In Seattle, he easily found friends and a community, and he quickly became the sort of neighbor people grow to depend on.
Four years ago, the Rainier Beach resident took a job as an instructional aide in Seattle Public Schools, helping Somali students adjust at a pair of South End elementaries. He also was the schools' link to the Somali community, which in Seattle is estimated at between 15,000 and 20,000.
The soft-spoken husband and father of three was also taking courses to obtain a teaching certificate. "Working with children was something he loved," his wife, Asiya Hussein, 29, said through an interpreter yesterday.
On weekends to make extra money, Farah drove a Yellow Cab.
It was in that cab, parked near Boeing Field, that police found Farah's body before dawn Saturday.
He'd been shot five times.
Late yesterday, Seattle police still had no leads or suspects in the shooting and knew of no motive.
Officials at Yellow Cab said Farah, 39, was an independent contractor, not an employee. They declined to comment further.
Other cabdrivers yesterday said Farah's death should be a wake- up call for more security in their business, including bullet-proof dividers between drivers and passengers. Cabdrivers also were slain in Seattle in 1996 and 1994.
The man with whom Farah shared his cab said his friend was planning to work until around 7 a.m. Saturday before quitting to attend a class he takes one Saturday a month.
"His backpack was still in the cab," said Deeq Farah who is not a relative but drives the same cab during the week.
"Imagine, he escaped the bullets in Somalia only to find them right here. He was a family man, a nice man. All these people you see here aren't even his relatives."
Dozens of taxicabs yellow, orange, green lined a stretch of Southeast 256 Street in Covington yesterday and took up the parking spaces of the House of Mercy All-Muslim Cemetery, where Farah was buried.
An ocean of male faces (women aren't permitted at some Muslim funerals) gathered at his grave site. From inside a van its windows tinted to block her from view Hussein watched as they laid her husband's body in the earth.

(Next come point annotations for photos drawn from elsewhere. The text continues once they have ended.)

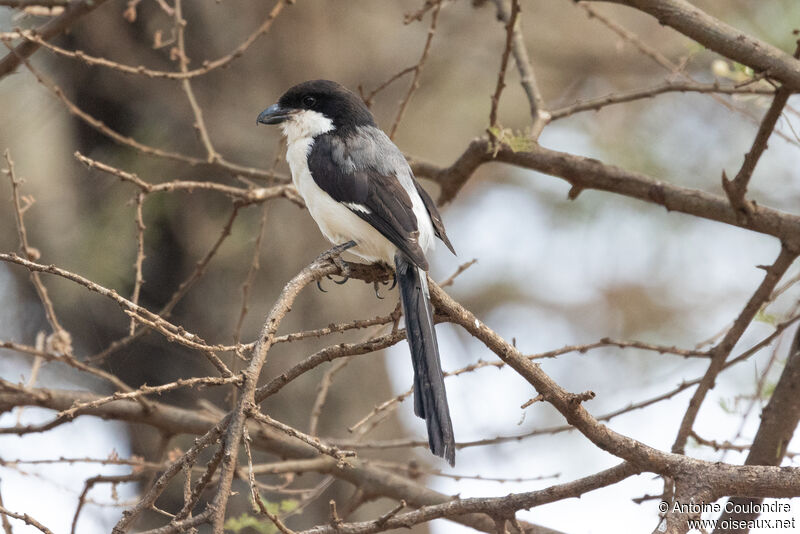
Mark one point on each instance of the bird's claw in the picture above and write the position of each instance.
(375, 285)
(333, 255)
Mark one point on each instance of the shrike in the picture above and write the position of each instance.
(358, 187)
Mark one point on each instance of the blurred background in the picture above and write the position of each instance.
(550, 271)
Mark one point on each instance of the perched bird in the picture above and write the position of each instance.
(359, 188)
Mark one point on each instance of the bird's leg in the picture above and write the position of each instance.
(386, 282)
(334, 255)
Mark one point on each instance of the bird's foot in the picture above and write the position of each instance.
(334, 255)
(377, 285)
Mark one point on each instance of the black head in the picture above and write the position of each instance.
(331, 99)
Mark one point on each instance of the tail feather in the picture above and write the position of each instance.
(430, 397)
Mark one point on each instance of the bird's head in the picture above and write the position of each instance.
(316, 107)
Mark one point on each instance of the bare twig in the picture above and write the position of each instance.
(721, 351)
(510, 21)
(72, 12)
(417, 69)
(138, 280)
(736, 189)
(26, 518)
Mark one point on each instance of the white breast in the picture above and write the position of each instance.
(337, 222)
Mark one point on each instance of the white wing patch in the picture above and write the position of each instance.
(358, 207)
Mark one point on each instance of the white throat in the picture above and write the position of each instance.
(306, 124)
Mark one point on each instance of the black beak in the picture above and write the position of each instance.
(273, 115)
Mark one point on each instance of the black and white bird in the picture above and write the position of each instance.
(359, 187)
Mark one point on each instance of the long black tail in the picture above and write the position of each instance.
(430, 397)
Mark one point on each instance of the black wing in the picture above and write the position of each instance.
(377, 197)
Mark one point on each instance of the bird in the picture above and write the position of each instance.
(361, 192)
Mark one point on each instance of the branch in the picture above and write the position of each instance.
(588, 173)
(779, 420)
(721, 351)
(504, 506)
(737, 188)
(722, 38)
(718, 478)
(72, 12)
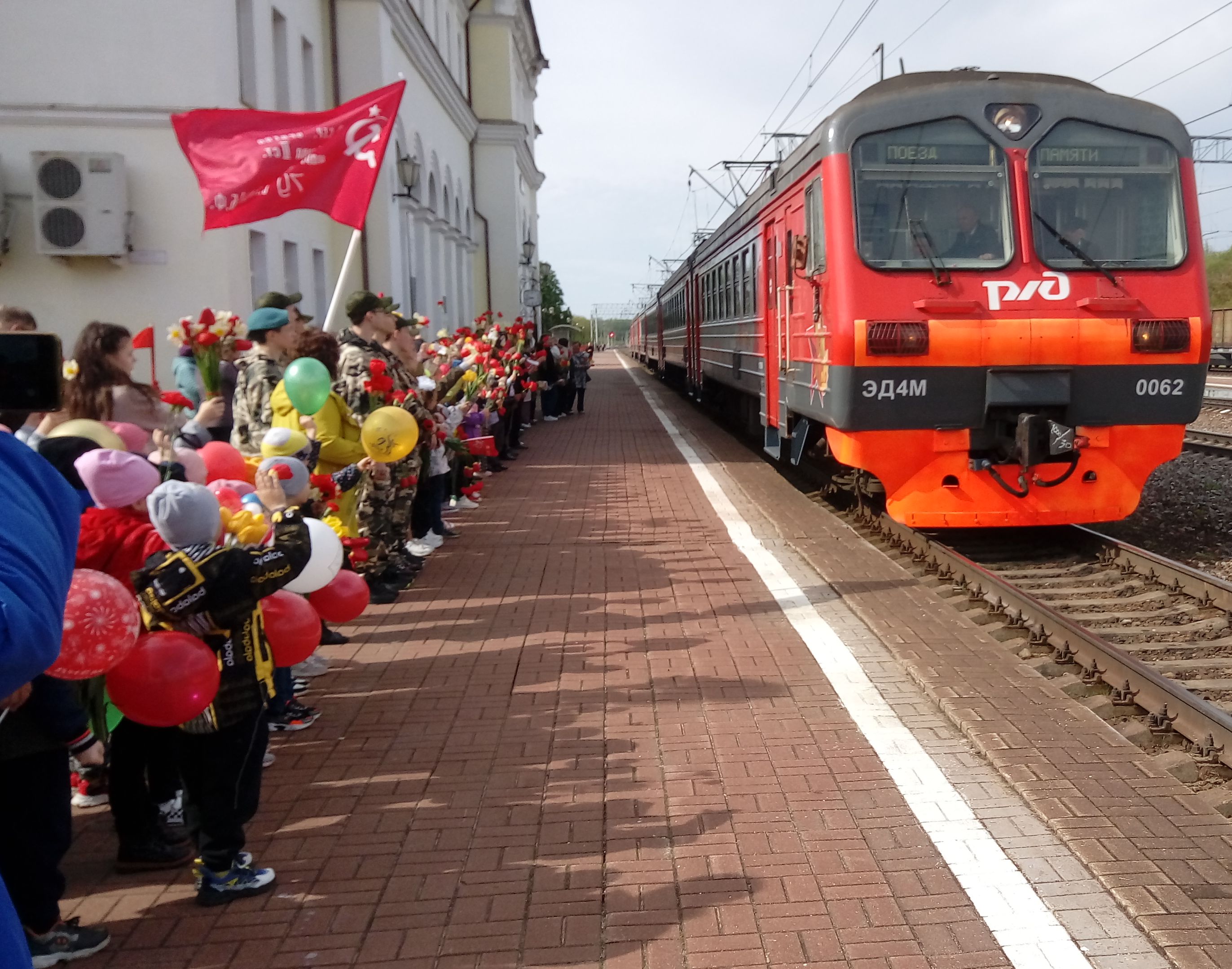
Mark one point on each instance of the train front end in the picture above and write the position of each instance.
(1016, 308)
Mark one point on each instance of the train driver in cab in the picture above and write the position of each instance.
(975, 241)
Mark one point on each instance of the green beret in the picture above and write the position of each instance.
(268, 318)
(360, 303)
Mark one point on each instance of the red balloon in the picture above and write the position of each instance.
(224, 461)
(101, 625)
(229, 498)
(343, 600)
(291, 626)
(166, 681)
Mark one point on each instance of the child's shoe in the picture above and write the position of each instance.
(92, 787)
(65, 943)
(242, 881)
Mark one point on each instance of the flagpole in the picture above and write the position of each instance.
(352, 249)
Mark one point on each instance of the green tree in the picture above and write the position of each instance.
(1219, 277)
(552, 309)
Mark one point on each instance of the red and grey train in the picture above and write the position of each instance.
(981, 295)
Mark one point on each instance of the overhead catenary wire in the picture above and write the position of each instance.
(1209, 115)
(795, 78)
(1160, 44)
(857, 75)
(817, 77)
(1184, 70)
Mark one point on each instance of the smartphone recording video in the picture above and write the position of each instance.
(30, 372)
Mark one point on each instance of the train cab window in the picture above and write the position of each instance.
(932, 196)
(815, 228)
(1105, 197)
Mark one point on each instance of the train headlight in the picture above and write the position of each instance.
(898, 339)
(1013, 121)
(1160, 337)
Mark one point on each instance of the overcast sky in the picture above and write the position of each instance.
(638, 90)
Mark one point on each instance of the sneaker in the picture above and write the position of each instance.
(153, 855)
(172, 812)
(92, 789)
(239, 882)
(315, 665)
(332, 638)
(295, 717)
(65, 943)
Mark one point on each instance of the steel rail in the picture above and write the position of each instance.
(1170, 705)
(1209, 443)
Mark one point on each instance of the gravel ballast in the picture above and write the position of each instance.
(1186, 513)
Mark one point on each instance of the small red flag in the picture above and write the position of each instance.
(254, 165)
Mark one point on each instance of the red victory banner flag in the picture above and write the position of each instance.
(254, 165)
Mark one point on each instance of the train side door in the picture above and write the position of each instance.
(773, 325)
(693, 308)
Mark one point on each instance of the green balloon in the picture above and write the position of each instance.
(307, 382)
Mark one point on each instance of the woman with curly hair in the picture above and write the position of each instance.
(105, 391)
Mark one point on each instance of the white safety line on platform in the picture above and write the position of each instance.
(1028, 933)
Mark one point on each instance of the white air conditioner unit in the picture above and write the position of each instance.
(80, 204)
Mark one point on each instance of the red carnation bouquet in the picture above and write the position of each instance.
(378, 386)
(204, 337)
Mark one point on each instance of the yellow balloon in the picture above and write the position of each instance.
(97, 431)
(390, 434)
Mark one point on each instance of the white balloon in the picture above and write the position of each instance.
(327, 559)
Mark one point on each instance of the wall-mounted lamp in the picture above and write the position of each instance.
(408, 174)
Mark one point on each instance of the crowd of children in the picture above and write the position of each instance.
(157, 517)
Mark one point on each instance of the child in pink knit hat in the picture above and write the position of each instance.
(118, 539)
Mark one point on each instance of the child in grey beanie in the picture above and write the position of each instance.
(184, 514)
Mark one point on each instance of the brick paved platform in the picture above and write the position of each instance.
(590, 736)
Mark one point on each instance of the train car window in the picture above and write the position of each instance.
(751, 292)
(932, 196)
(1105, 197)
(815, 228)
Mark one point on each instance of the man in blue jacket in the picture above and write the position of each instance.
(37, 549)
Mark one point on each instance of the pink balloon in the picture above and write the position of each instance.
(101, 623)
(135, 438)
(194, 467)
(224, 461)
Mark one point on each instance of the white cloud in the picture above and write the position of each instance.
(641, 89)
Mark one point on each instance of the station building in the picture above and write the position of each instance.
(453, 227)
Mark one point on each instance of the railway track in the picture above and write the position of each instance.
(1143, 640)
(1209, 443)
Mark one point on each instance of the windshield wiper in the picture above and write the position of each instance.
(922, 238)
(1086, 260)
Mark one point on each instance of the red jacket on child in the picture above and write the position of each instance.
(116, 542)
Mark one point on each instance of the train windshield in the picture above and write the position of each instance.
(932, 196)
(1105, 197)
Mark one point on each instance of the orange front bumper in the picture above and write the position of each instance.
(913, 467)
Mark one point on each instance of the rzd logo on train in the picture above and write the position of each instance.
(1054, 286)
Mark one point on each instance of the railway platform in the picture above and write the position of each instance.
(656, 708)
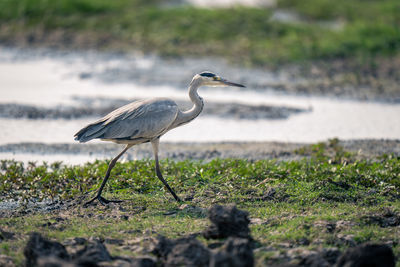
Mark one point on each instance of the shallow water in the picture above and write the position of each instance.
(53, 79)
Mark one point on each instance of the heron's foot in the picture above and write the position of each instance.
(102, 201)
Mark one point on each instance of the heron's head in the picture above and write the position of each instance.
(210, 79)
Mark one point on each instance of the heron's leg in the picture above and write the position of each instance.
(155, 143)
(110, 166)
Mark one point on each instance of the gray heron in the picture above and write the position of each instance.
(146, 121)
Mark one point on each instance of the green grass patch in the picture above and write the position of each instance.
(328, 199)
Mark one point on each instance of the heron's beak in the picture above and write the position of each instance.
(231, 83)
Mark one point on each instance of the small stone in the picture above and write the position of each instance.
(372, 255)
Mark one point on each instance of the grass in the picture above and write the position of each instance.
(293, 201)
(240, 34)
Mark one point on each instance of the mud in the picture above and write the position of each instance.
(376, 80)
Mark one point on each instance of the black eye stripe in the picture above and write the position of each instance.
(207, 74)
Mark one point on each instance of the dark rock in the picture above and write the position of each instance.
(53, 262)
(367, 255)
(4, 235)
(6, 261)
(186, 251)
(143, 262)
(39, 246)
(387, 218)
(92, 253)
(331, 255)
(227, 221)
(236, 252)
(189, 253)
(315, 260)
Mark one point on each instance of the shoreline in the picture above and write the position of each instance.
(281, 151)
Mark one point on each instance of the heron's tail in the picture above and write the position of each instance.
(91, 131)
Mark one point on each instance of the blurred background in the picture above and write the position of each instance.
(314, 69)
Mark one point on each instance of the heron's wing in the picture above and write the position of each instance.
(138, 120)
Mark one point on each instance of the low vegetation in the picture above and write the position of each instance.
(319, 29)
(328, 199)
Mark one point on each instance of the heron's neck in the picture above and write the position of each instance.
(186, 116)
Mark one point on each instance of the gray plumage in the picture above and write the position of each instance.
(146, 121)
(139, 121)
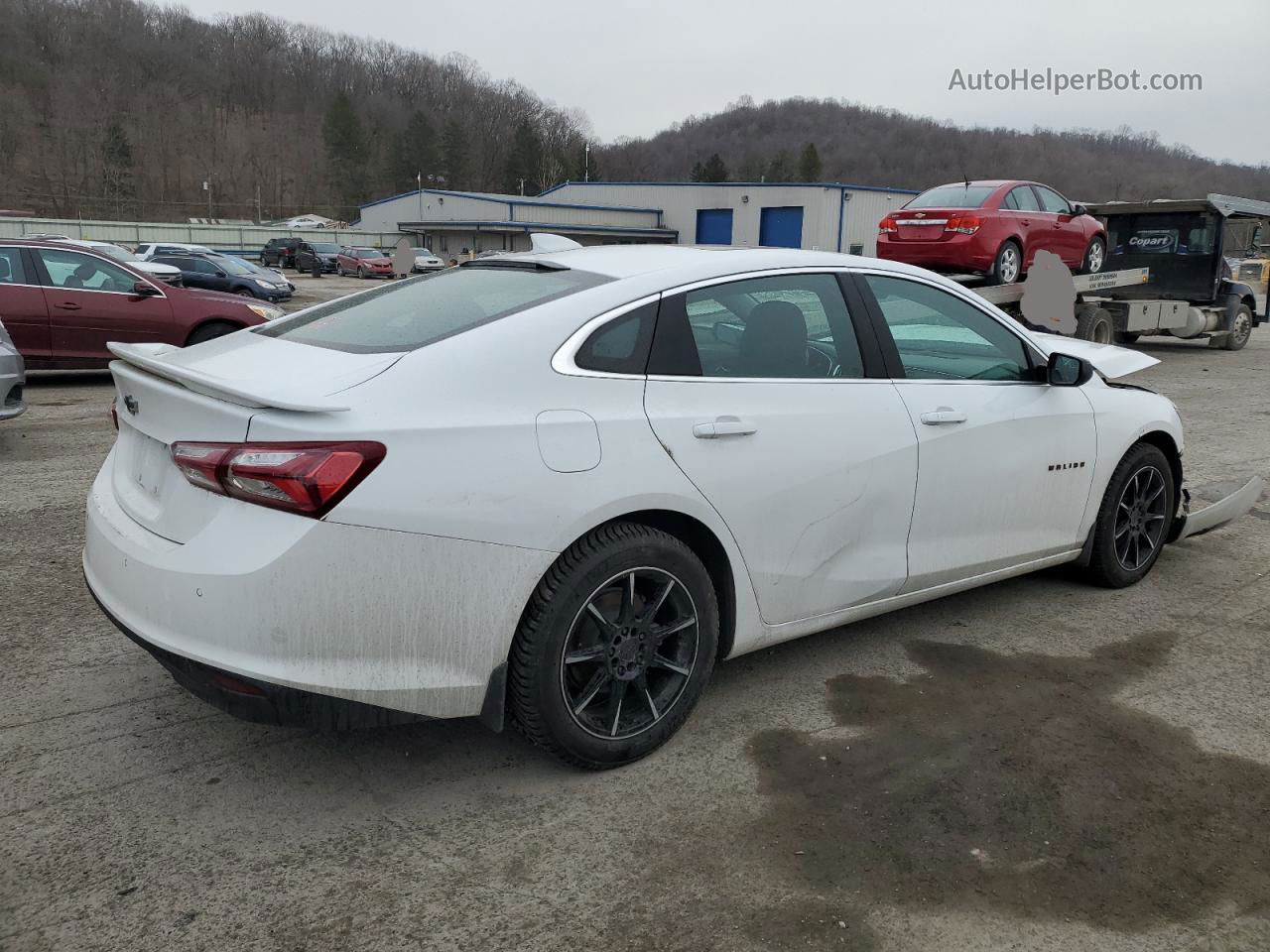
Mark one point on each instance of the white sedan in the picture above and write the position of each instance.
(557, 488)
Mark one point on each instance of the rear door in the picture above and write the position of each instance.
(1066, 238)
(91, 301)
(22, 304)
(760, 390)
(1005, 462)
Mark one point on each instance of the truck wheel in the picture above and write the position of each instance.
(1095, 257)
(1007, 266)
(613, 648)
(1241, 329)
(1134, 518)
(1095, 325)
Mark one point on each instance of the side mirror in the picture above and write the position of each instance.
(1067, 371)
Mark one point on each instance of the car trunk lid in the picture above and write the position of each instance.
(209, 394)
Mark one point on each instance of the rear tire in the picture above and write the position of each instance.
(1095, 257)
(209, 331)
(1095, 325)
(1134, 518)
(599, 674)
(1008, 264)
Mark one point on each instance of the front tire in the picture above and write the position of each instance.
(1095, 257)
(1008, 264)
(1134, 518)
(615, 647)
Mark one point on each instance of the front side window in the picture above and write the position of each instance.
(784, 326)
(1053, 202)
(408, 315)
(942, 336)
(79, 272)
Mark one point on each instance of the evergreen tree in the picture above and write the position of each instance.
(413, 154)
(345, 150)
(524, 162)
(453, 154)
(810, 164)
(714, 169)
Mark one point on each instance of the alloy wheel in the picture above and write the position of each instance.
(1139, 518)
(630, 653)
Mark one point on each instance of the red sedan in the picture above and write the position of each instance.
(992, 229)
(363, 262)
(63, 303)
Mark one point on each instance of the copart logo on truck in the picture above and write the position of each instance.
(1153, 241)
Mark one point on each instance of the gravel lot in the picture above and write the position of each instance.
(1032, 766)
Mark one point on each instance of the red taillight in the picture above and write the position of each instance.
(964, 223)
(300, 477)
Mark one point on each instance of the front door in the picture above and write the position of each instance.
(757, 390)
(1005, 462)
(91, 301)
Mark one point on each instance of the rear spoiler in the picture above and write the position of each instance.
(149, 357)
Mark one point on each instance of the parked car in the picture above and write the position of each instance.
(164, 272)
(148, 250)
(427, 262)
(992, 229)
(363, 262)
(559, 486)
(230, 275)
(280, 253)
(63, 304)
(325, 253)
(13, 368)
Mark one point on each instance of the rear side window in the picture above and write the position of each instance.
(621, 345)
(413, 313)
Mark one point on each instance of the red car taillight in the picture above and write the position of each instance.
(964, 223)
(308, 479)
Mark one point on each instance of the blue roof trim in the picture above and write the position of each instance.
(503, 225)
(511, 200)
(841, 185)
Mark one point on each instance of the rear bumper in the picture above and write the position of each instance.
(960, 253)
(400, 621)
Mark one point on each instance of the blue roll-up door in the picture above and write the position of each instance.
(714, 226)
(781, 226)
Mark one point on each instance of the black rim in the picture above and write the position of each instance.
(630, 653)
(1139, 518)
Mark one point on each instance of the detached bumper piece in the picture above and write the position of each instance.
(262, 702)
(1214, 517)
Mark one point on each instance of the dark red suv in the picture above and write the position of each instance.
(63, 303)
(992, 229)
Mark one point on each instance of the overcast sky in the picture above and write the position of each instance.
(635, 67)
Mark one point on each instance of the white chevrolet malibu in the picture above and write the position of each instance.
(557, 488)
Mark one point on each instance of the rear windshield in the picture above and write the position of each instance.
(952, 197)
(412, 313)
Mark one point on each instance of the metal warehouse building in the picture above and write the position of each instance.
(825, 216)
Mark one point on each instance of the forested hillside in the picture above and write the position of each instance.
(883, 148)
(114, 108)
(121, 109)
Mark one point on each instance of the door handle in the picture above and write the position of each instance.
(722, 426)
(945, 414)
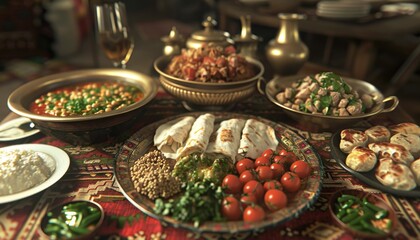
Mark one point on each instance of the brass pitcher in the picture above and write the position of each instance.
(287, 53)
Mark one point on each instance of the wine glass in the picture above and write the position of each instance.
(114, 35)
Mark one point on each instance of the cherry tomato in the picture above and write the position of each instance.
(290, 182)
(232, 184)
(231, 208)
(301, 168)
(272, 184)
(262, 161)
(283, 152)
(248, 199)
(286, 159)
(254, 187)
(275, 199)
(244, 164)
(253, 213)
(268, 153)
(264, 173)
(277, 169)
(247, 176)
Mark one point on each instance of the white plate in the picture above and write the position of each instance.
(15, 134)
(62, 163)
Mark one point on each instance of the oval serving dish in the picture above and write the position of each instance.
(78, 129)
(208, 94)
(326, 122)
(142, 141)
(354, 226)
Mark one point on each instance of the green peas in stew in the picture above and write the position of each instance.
(86, 99)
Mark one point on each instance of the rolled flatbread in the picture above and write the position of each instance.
(169, 137)
(199, 135)
(395, 175)
(256, 137)
(225, 140)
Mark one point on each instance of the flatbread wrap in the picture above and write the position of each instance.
(199, 136)
(225, 140)
(256, 137)
(171, 136)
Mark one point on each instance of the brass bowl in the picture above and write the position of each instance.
(90, 129)
(203, 95)
(323, 122)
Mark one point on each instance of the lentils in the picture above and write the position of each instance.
(86, 99)
(152, 176)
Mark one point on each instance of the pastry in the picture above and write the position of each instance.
(351, 138)
(396, 152)
(410, 141)
(405, 128)
(361, 159)
(415, 168)
(395, 175)
(378, 134)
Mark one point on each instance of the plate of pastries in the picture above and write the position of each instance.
(384, 157)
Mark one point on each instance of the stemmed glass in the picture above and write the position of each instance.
(114, 35)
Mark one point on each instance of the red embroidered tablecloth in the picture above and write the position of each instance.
(91, 176)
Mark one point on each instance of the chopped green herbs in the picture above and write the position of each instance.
(200, 202)
(73, 220)
(86, 99)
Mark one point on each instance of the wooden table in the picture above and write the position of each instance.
(362, 37)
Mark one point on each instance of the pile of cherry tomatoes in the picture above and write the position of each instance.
(262, 185)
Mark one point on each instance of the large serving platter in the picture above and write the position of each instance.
(142, 142)
(367, 177)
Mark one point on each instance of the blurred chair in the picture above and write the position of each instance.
(404, 73)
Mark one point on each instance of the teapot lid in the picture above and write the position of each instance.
(209, 34)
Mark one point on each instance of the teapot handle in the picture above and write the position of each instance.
(261, 83)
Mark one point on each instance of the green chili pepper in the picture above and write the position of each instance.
(346, 197)
(350, 217)
(370, 227)
(372, 206)
(348, 204)
(88, 220)
(79, 230)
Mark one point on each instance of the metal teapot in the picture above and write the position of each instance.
(209, 36)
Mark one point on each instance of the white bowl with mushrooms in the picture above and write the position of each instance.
(327, 100)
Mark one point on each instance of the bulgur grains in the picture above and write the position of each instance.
(152, 176)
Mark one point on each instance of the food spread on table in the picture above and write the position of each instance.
(17, 164)
(392, 153)
(86, 98)
(72, 220)
(210, 64)
(231, 169)
(325, 93)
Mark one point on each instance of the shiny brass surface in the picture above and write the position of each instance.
(209, 36)
(84, 130)
(382, 104)
(208, 94)
(287, 53)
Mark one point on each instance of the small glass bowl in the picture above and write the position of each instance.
(55, 211)
(373, 199)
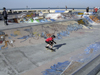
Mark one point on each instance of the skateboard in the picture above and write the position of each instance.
(52, 50)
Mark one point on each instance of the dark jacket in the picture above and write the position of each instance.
(4, 14)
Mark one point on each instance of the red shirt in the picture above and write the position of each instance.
(49, 39)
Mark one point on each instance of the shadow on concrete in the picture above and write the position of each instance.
(59, 45)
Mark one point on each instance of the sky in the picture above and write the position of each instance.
(49, 3)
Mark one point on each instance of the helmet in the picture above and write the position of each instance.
(53, 36)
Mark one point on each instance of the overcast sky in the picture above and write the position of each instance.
(49, 3)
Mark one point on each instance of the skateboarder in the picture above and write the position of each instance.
(50, 42)
(5, 16)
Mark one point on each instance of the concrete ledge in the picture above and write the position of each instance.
(91, 68)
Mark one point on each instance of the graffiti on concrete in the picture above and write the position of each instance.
(38, 33)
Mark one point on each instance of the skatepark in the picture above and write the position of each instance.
(29, 56)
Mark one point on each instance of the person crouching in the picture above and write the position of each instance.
(50, 41)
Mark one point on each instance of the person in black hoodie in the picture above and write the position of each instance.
(5, 16)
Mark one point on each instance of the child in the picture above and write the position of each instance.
(50, 41)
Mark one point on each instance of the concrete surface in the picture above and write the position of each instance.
(32, 60)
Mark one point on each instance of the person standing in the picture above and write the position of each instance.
(5, 15)
(66, 7)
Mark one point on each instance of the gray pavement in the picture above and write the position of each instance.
(19, 61)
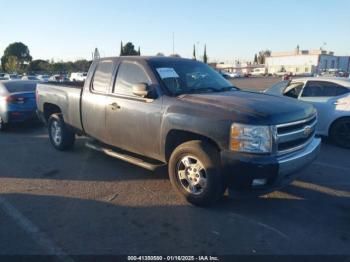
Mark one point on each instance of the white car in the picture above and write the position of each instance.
(231, 74)
(331, 98)
(12, 77)
(30, 77)
(43, 78)
(78, 77)
(259, 72)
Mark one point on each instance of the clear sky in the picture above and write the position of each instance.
(232, 29)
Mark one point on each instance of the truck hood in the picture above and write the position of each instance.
(246, 107)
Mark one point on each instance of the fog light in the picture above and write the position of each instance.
(259, 182)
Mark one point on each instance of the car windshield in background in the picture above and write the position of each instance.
(20, 87)
(186, 77)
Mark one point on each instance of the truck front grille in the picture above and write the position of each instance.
(296, 135)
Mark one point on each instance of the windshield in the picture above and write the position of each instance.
(186, 77)
(14, 87)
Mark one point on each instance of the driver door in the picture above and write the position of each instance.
(133, 123)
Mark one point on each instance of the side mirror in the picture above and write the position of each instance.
(140, 89)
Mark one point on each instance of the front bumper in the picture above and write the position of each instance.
(241, 170)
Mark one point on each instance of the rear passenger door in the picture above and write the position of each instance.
(323, 95)
(134, 123)
(94, 100)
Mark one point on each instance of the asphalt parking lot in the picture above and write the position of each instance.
(84, 202)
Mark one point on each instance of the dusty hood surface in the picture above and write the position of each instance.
(247, 105)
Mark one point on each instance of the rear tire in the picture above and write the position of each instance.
(340, 132)
(60, 136)
(199, 181)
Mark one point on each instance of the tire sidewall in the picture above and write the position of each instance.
(3, 125)
(208, 156)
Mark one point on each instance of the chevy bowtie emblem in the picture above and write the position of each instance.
(307, 130)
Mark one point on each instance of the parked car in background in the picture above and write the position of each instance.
(12, 77)
(43, 78)
(333, 73)
(59, 78)
(259, 72)
(158, 112)
(229, 75)
(30, 77)
(331, 98)
(78, 77)
(17, 101)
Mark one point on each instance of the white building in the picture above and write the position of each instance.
(306, 62)
(245, 68)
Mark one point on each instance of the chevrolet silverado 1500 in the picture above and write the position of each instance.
(179, 113)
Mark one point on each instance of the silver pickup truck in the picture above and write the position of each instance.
(160, 111)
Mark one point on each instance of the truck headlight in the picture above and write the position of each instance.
(251, 139)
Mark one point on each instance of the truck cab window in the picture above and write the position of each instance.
(293, 90)
(103, 76)
(129, 73)
(323, 89)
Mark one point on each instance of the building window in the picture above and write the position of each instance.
(333, 64)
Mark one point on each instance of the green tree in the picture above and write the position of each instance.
(11, 65)
(255, 59)
(121, 48)
(262, 56)
(129, 50)
(81, 65)
(194, 57)
(18, 50)
(39, 66)
(96, 54)
(205, 57)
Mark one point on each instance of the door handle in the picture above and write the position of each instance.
(114, 106)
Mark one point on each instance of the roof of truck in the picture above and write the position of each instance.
(149, 58)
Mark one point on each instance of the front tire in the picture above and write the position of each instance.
(60, 136)
(194, 171)
(340, 132)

He leaves her with three children, ages 4, 3 and 1, to raise.
She speaks little English and does not work outside their home.
"When people have given me condolences, they say: `(The killers) didn't just take your husband from you, they took him from the community,' " she said, her voice stricken with grief. "There was no one who didn't know his face. From the south and north, everyone knew him."
She told her oldest son about his father's death; in time she'll tell the other children about the man their father was.
Farah came to the U.S. in 1993 from a refugee camp in Kenya, where he had put to use the nursing skills he acquired in his native Somalia before war tore the country apart and sent residents fleeing.
In 1999, Farah and Hussein met and married in Minneapolis, where she lived, and decided to make their home in Seattle.
Mohammed Ali, Farah's roommate here for two years during the mid- 1990s, called him a "nice friend.
"I know it will be hard on his wife. She has three kids and basically no income at all. You can understand."
Farah worked three days a week at Rainier View Elementary and two days a week at Cooper Elementary. Yesterday, students and co- workers were coping with news of his death.
"He was Mr. Hassan to our children," said Rainier View Principal Cathy Thompson. "He was a quiet man but very, very dignified. There are many here who are feeling a great loss."
Ali-Salaam Mahmoud, who had known Farah for five years, said the two had been working quietly together to establish services for the community's elderly. "He was very dedicated," Mahmoud said. "He worked closely with children because he wanted them to be able to exceed in school so they could see opportunities beyond cab driving."
On Sunday, a day after Farah's death and the day Muslims around the world celebrated the annual pilgrimage to Mecca, parents took their children to playgrounds following prayers. Asiya Hussein overheard her 4-year-old talking to a cousin: "No one will take us out today," she heard him say. "My dad died."